When someone is infected with a virus, their body makes antibodies to fight the infection. After recovery, antibodies may remain in a person's blood plasma for months or even years. In convalescent plasma treatment, people who are newly ill—in this case with the coronavirus—receive plasma from a recovered person in the hopes that it will bolster their own ability to fight off the virus and limit its severity.
"While many clinical trials are underway to better understand whether convalescent plasma is clinically beneficial for treating COVID-19, a key question is at what time point is it most effective to collect donor plasma based on the presence of antibodies that help fight the virus," said Renée Bazin, Ph.D., of the Héma-Québec blood center (Canada) and author of the study. "Based on our findings, antibodies against the new coronavirus are not eternal."
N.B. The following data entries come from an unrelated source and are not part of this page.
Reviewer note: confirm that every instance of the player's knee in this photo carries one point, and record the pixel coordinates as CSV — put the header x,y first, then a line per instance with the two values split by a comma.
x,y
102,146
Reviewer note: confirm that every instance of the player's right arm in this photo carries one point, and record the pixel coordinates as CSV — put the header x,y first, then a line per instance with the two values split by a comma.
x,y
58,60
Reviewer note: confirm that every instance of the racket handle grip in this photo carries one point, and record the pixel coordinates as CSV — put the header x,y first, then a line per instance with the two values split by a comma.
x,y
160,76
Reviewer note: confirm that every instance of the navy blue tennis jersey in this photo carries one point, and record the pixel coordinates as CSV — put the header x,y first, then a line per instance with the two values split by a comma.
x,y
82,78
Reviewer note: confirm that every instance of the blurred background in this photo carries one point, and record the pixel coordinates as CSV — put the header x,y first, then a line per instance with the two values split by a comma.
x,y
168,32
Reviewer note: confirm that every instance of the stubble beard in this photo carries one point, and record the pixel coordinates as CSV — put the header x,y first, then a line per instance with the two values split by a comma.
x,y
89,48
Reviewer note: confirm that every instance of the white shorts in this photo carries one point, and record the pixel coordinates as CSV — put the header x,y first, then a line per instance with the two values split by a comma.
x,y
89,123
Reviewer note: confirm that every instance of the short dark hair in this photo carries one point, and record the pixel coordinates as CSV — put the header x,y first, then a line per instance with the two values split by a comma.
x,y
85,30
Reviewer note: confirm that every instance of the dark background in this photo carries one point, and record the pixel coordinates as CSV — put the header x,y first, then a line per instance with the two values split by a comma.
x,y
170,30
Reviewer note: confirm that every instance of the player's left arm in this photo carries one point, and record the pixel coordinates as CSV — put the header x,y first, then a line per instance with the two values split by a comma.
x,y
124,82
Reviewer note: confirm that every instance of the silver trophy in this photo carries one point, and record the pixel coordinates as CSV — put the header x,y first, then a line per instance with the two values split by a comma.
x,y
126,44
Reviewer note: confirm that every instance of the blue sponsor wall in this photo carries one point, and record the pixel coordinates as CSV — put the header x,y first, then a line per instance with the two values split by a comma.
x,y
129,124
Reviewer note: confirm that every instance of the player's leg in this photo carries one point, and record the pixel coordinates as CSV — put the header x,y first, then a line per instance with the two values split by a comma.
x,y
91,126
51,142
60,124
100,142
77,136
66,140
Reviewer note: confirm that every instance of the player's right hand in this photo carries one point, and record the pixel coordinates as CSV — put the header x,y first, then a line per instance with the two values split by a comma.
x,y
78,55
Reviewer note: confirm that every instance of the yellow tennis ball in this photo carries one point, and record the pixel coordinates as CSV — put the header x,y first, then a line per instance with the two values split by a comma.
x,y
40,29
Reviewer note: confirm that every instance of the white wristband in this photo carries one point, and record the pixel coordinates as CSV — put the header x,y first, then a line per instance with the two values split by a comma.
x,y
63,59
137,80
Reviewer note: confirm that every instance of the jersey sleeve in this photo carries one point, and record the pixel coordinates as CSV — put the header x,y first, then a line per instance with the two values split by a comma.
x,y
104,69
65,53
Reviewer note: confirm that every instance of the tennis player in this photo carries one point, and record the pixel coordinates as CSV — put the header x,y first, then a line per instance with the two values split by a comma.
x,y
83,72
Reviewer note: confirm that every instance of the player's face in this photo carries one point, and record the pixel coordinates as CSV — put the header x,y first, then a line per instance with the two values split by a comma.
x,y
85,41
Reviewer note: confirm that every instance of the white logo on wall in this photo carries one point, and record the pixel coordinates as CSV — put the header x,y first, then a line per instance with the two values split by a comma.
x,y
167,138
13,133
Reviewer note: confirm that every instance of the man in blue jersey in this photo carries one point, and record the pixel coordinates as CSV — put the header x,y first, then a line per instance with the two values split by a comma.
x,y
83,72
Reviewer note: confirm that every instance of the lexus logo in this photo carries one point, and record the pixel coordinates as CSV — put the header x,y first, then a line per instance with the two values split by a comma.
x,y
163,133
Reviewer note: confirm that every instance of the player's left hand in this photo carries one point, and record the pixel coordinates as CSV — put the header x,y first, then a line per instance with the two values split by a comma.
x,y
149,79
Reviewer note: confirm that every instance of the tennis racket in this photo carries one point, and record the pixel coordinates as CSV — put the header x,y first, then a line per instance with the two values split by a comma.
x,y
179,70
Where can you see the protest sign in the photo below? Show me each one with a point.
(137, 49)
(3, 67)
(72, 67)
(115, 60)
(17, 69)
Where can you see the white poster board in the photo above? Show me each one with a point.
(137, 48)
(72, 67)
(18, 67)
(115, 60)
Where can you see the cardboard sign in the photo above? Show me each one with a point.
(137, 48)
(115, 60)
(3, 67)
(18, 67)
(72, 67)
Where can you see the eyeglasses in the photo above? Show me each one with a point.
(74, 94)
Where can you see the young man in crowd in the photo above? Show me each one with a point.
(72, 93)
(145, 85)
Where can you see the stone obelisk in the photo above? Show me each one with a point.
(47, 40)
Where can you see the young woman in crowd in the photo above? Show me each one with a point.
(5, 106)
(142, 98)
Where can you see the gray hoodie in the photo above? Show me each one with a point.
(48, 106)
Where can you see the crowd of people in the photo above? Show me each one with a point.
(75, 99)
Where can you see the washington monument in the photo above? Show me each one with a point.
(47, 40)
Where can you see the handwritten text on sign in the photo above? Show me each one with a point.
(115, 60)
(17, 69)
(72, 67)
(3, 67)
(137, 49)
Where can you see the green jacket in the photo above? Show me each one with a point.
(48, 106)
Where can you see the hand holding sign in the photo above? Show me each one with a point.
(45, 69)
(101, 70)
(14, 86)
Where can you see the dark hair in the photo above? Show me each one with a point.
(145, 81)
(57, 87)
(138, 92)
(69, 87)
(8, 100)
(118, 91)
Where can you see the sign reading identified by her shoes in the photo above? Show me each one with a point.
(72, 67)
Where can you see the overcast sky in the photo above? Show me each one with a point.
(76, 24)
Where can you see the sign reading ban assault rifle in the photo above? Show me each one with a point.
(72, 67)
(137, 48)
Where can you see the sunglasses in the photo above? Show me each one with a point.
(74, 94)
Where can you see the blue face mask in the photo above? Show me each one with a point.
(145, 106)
This small study, which drew from 282 COVID-19 plasma donors in Quebec, Canada, followed 15 adults (11 males and 4 females) who were diagnosed with and subsequently recovered from COVID-19. While symptoms ranged from mild to severe, none of these donors were hospitalized for their COVID-19 infection. Participants each donated their plasma between four and nine times with the first donation occurring between 33 and 77 days after symptom onset and the last donation between 66 and 114 days.
Dr. Bazin said the present study is one of the first longitudinal analyses to show that people who were seropositive—that is, they had produced antibodies against the virus that causes COVID-19—become seronegative, which means there were no detectable antibodies after a certain point. The decline in antibodies over time appears unrelated to the number of times someone donated blood plasma and is, instead, due to the elapsed time since the infection and a natural waning of the immune response. All 15 donors showed decreases in antibodies at the same time, around 88 days, and half of the detectable antibodies decreased within 21 days afterward.
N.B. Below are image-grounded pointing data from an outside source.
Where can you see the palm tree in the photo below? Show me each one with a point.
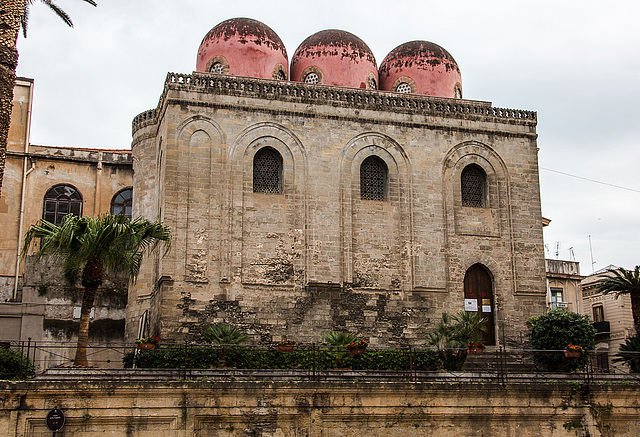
(14, 14)
(223, 334)
(622, 281)
(92, 245)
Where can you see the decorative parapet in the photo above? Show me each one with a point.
(334, 96)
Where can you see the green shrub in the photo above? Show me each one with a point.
(14, 365)
(551, 332)
(242, 357)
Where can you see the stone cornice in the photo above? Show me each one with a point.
(333, 96)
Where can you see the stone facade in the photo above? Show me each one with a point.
(317, 256)
(268, 408)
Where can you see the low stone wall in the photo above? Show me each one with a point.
(209, 407)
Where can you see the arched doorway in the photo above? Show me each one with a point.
(478, 297)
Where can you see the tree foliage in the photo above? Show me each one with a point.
(551, 332)
(458, 330)
(221, 333)
(14, 365)
(93, 245)
(622, 281)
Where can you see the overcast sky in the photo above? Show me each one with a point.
(576, 63)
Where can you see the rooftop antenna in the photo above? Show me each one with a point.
(593, 263)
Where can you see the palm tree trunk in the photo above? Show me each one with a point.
(92, 277)
(635, 310)
(83, 331)
(11, 13)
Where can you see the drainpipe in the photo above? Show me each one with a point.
(25, 173)
(96, 200)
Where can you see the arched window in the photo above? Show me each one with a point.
(267, 171)
(122, 202)
(59, 201)
(473, 182)
(373, 179)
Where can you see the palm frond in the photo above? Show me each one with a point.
(54, 7)
(620, 281)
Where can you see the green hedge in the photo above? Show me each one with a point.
(202, 357)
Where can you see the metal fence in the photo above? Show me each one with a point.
(52, 360)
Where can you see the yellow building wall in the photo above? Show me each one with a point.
(97, 174)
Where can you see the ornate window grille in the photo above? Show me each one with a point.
(403, 88)
(59, 201)
(122, 202)
(373, 179)
(474, 182)
(312, 78)
(279, 75)
(217, 68)
(267, 171)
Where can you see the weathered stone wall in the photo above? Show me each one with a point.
(263, 408)
(52, 305)
(252, 259)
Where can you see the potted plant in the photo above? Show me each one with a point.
(573, 351)
(475, 348)
(286, 345)
(147, 343)
(357, 347)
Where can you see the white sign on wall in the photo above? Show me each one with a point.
(471, 305)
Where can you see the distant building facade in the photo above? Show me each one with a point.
(612, 316)
(42, 182)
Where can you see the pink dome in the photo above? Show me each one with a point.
(421, 67)
(335, 57)
(243, 47)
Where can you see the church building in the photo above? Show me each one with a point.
(329, 193)
(317, 193)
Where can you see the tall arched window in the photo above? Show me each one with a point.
(373, 179)
(59, 201)
(122, 202)
(473, 182)
(267, 171)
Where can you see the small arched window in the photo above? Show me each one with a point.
(122, 202)
(473, 182)
(59, 201)
(267, 171)
(373, 179)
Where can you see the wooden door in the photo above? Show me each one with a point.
(478, 287)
"The antibodies disappear rapidly, so people recovering from COVID-19 who want to donate blood plasma should not wait too long once they become eligible to donate," said Dr. Bazin.
For this analysis, the research team focused on antibodies to one target for the virus called the receptor binding domain (RBD). RBD is a protein on the surface of the virus that acts like a key. It binds to the ACE-2 receptor on the surface of cell, in turn, unlocking a door through which the virus enters and infects the cell. But the immune system can develop RBD antibodies that inhibit the protein's ability to fit into and open the door through the ACE-2 receptor, thereby preventing the virus from entering the cells.
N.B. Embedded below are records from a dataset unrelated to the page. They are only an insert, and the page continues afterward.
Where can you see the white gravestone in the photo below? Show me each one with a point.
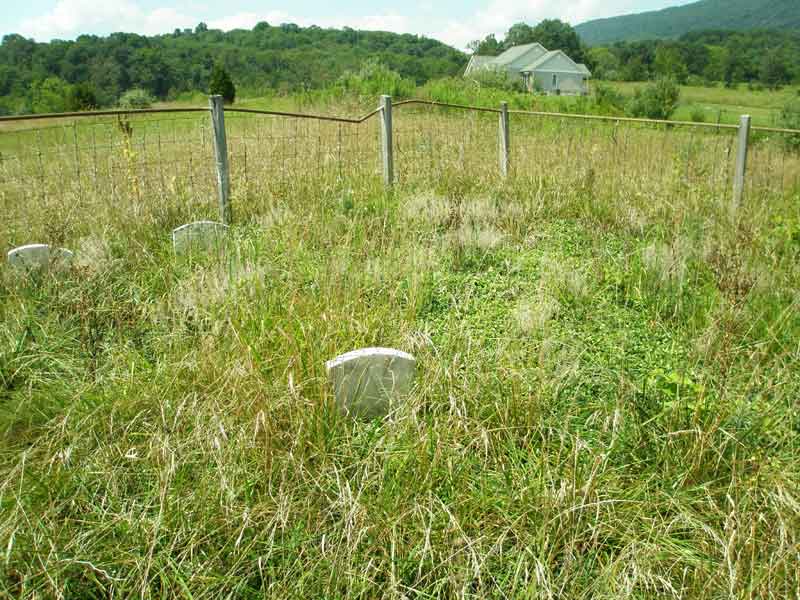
(34, 257)
(200, 235)
(368, 382)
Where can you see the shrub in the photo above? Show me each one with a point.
(696, 81)
(221, 84)
(135, 99)
(606, 97)
(498, 79)
(658, 100)
(698, 114)
(375, 78)
(81, 96)
(790, 119)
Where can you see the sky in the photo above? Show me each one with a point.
(456, 22)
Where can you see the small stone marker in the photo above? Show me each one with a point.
(367, 381)
(34, 257)
(199, 235)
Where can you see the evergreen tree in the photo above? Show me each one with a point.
(81, 96)
(222, 84)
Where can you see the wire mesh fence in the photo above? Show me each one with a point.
(620, 160)
(433, 143)
(56, 171)
(273, 156)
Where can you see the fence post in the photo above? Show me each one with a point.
(741, 161)
(386, 140)
(221, 156)
(504, 143)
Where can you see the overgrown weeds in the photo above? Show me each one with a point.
(605, 403)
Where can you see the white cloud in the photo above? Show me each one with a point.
(70, 18)
(498, 15)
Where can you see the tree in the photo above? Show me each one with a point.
(81, 96)
(554, 34)
(604, 64)
(49, 95)
(518, 34)
(222, 84)
(657, 101)
(774, 72)
(669, 63)
(489, 46)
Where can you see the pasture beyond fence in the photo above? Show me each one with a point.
(182, 157)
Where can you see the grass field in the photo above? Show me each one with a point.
(606, 398)
(724, 105)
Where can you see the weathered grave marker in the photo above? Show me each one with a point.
(200, 235)
(368, 382)
(34, 257)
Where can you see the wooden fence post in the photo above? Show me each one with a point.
(221, 157)
(741, 162)
(386, 140)
(504, 141)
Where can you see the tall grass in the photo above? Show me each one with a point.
(606, 395)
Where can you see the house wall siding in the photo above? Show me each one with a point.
(568, 83)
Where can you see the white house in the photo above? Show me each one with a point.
(540, 70)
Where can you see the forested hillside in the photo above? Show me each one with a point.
(276, 57)
(771, 58)
(737, 15)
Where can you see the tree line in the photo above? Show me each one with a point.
(767, 57)
(63, 75)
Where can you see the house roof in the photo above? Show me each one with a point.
(477, 61)
(546, 58)
(516, 52)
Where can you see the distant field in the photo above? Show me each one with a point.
(606, 395)
(726, 105)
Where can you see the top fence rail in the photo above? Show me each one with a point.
(410, 102)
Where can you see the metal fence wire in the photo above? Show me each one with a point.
(120, 161)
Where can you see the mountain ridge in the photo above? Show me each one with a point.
(672, 22)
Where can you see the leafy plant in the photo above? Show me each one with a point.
(698, 114)
(81, 96)
(790, 119)
(136, 98)
(221, 84)
(658, 100)
(375, 78)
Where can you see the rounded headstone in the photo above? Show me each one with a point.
(200, 235)
(35, 257)
(368, 382)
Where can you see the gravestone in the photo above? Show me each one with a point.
(36, 257)
(368, 382)
(200, 235)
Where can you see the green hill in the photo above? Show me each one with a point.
(673, 22)
(283, 57)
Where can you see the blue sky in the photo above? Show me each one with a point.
(453, 21)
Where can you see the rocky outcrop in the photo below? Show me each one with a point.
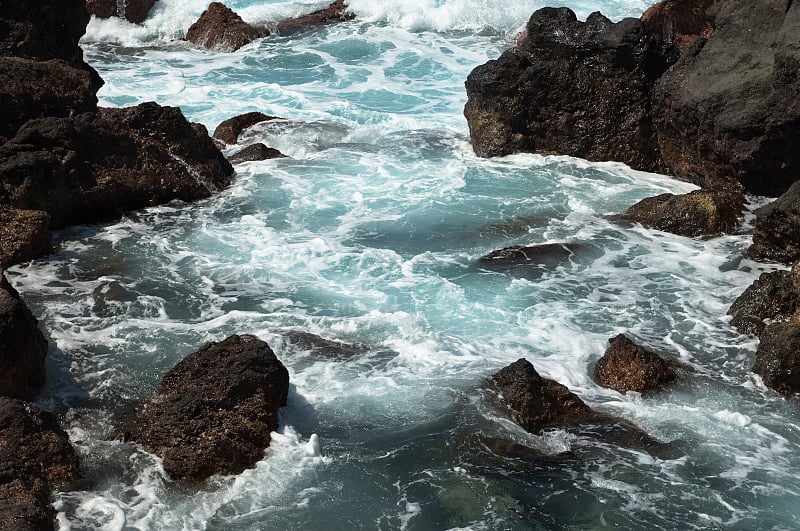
(626, 366)
(214, 411)
(776, 235)
(149, 155)
(23, 347)
(335, 12)
(135, 11)
(778, 357)
(572, 88)
(729, 109)
(698, 213)
(24, 235)
(222, 30)
(228, 131)
(35, 456)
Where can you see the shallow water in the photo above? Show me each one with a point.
(369, 237)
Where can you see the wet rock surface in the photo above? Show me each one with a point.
(214, 411)
(626, 366)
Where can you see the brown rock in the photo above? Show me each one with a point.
(222, 30)
(628, 367)
(214, 411)
(335, 12)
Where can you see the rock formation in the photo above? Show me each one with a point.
(214, 411)
(626, 366)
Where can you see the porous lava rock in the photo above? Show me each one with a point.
(336, 12)
(24, 235)
(214, 411)
(626, 366)
(95, 166)
(698, 213)
(571, 88)
(778, 357)
(135, 11)
(228, 131)
(35, 457)
(23, 347)
(728, 109)
(222, 30)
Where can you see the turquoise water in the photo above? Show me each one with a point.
(369, 235)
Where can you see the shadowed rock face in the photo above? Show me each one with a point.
(214, 411)
(572, 88)
(626, 366)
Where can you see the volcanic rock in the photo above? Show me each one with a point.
(214, 411)
(698, 213)
(335, 12)
(626, 366)
(23, 347)
(728, 109)
(228, 131)
(222, 30)
(572, 88)
(94, 166)
(24, 235)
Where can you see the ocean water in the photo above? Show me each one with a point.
(356, 259)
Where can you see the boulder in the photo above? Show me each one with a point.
(698, 213)
(135, 11)
(228, 131)
(149, 155)
(335, 12)
(728, 109)
(571, 88)
(35, 456)
(214, 411)
(626, 366)
(776, 234)
(23, 347)
(778, 357)
(679, 21)
(773, 296)
(253, 152)
(24, 235)
(222, 30)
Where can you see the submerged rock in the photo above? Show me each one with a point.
(222, 30)
(148, 155)
(572, 88)
(698, 213)
(214, 411)
(626, 366)
(335, 12)
(23, 347)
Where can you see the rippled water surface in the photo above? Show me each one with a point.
(368, 237)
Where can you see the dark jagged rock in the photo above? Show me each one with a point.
(24, 235)
(335, 12)
(728, 110)
(135, 11)
(679, 21)
(35, 456)
(776, 235)
(214, 411)
(23, 347)
(698, 213)
(572, 88)
(772, 296)
(228, 131)
(778, 357)
(222, 30)
(253, 152)
(149, 155)
(626, 366)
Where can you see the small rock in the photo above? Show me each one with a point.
(626, 366)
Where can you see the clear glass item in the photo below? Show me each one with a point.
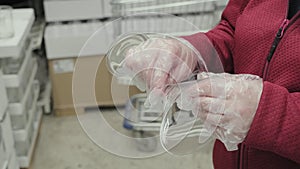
(182, 132)
(6, 22)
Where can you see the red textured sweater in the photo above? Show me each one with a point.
(243, 39)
"Based on our findings, clinicians should ideally use plasma that is collected early on after a donor's onset of symptoms and check for the presence of antibodies before giving donor plasma to a patient," said Dr. Bazin.
She noted that nearly 7% of the original 282 donors did not have detectable antibodies at their first donation and this proportion doubled when considering donors who waited more than 11 to 12 weeks after symptom onset before donating.
Of course, understanding the drop-off of antibodies following natural infection with COVID-19 has practical applications not only to help inform policies for when convalescent plasma is most effective (i.e. before immune response starts to decline), but it may also have implications for seroprevalence studies that gauge how many people in a community have antibodies against the virus. "Based on our findings, if antibodies wane three to four months after a peak of infection, we could underestimate the prevalence of the infection in communities or populations," said Dr. Bazin.
Researchers plan to follow plasma blood donors over time and while they did not select for specific plasma (for example, those with only high antibody titers) for this analysis, future studies will try to determine if certain plasma is more beneficial.